Wildfires and poor air quality—Is this the new normal?

When smoke gets in your eyes this summer, your thoughts are probably turning to wildfires. Wildfires are on nearly everyone’s mind these days in the Pacific Northwest because of the smoky haze and poor air quality that is blanketing our area. This August is similar to August 2017, and so you might wonder—why is this happening and is it going to continue? Those are the questions many reporters have been asking Dan Jaffe in the last few weeks.

A new paper by group members Crystal McClure and Dan Jaffe published in the Proceedings of the National Academy of Science addresses these questions. This research highlights the dramatic gains in air quality that have taken place in the last few decades around the country except in the Northwest.
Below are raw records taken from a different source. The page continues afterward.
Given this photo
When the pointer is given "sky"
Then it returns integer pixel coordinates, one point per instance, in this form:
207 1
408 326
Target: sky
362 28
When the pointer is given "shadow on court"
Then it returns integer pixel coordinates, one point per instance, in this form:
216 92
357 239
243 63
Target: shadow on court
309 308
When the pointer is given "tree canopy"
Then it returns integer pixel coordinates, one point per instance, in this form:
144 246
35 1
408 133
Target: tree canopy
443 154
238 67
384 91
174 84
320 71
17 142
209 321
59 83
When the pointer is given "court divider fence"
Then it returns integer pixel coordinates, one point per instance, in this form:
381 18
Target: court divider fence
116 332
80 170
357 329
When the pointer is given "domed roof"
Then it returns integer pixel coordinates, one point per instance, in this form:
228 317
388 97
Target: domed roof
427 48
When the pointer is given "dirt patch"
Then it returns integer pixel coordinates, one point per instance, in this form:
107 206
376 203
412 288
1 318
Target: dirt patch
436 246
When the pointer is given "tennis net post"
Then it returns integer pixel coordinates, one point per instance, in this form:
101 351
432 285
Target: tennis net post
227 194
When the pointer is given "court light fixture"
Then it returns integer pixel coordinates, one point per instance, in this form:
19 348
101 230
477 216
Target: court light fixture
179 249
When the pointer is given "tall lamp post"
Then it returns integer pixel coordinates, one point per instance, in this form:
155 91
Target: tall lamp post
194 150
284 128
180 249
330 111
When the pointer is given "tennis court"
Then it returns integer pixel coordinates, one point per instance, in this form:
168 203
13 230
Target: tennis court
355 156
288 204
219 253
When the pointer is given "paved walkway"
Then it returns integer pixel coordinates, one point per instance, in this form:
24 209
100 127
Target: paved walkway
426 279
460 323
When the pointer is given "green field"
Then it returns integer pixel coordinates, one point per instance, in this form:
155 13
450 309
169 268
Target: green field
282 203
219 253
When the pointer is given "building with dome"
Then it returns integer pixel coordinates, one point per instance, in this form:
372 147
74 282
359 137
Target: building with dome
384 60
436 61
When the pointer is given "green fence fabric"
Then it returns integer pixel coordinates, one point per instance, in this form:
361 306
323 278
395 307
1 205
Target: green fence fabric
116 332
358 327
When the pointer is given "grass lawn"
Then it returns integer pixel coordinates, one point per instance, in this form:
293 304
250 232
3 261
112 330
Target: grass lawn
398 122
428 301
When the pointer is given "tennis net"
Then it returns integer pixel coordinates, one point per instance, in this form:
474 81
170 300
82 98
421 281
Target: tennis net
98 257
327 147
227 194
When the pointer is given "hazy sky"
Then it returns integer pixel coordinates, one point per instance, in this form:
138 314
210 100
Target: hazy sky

In this region, the 98th percentile of daily fine particulate matter (PM2.5), or in other words the seven worst air quality days each year, is getting worse. Around the US, there have been improvements in air quality from reduced power plant, industry, and automobile emissions, but in the Northwest, those reductions are outweighed by the emissions from wildfires. Learn more about this paper.

The indications are that the wildfire season will continue to get worse in the Northwest. Forest management practices and meteorological factors such as increased spring and summer temperatures, earlier snowmelt, and dryer forest conditions contribute to the current situation. “We want to be careful not to put it all on climate change, but climate change is clearly a contributing factor, and particularly in the size of these fires,” Dan Jaffe told E&E News. “A fire that used to become a small fire has now become a massive conflagration.” We will see more high fire years and, in general, longer fire seasons and bigger fires.

The increase in wildfires and smoky conditions causes adverse health effects. Wildfires are a major source of fine particulate matter, which is small enough to be inhaled deeply into the lungs. The health impacts of breathing smoke can be significant, especially for children, the elderly, and people with pulmonary, cardiovascular, and other chronic conditions.